E rimasero li, vicini eppure lontani, insieme eppure
divisi, Kurosaki Ichigo e
la prigioniera della torre bianca.
Simply,
I don’t want to grow away from you
Author’s corner.
Bene,
bene, non vi libererete mai di Lou XD. Difatti, eccomi qui, accompagnata da una delle mie (ormai abituali
u__u”) fanfic Ichiruki
<3. (Eh si, lo so, prima o poi vi stuferete,
ma cosa devo farci io? ù__ù).
Aaaallora, vediamo cos’è che dovevo dirvi… innanzitutto, i titoli dei primi due POV. Il primo, quello di Ichigo, è una frase pronunciata
da lui stesso in uno dei musical, non ricordo esattamente quale, ma credo il
Live Bankai Show XD. Il secondo, quello di Rukia, è invece una frase detta da lei sia nell’anime che nel manga. Insomma, io adoro quel “Dove sei ora, Ichigo?”,
tanto che non ho potuto non inserirlo XD.
Infine, il
titolo della fanfic, Kurosaki Ichigo and the prisoner of the white tower, l’ho atrocemente rubacchiato da Harry Potter and the prisoner of Azkaban.
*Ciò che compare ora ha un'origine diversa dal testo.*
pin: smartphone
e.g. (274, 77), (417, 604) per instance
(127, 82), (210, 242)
Che ci volete fare, sono ossessionata da HP, negli
ultimi tempi ù___ù.
Io ho
ancora intenzione di riempire EFP di Ichiruki, eh, quindi preparatevi XD. Spero che la fanfic vi piaccia e ringrazio chi ha recensito Then Farewell, e
chi l’ha aggiunta ai preferiti *O*. Vi adoro tutti
<3.
Un
saluto alle black berries, sempre mia fonte
d’ispirazione, e grazie a Yue che mi ha aiutata con il titolo del terzo POV XD.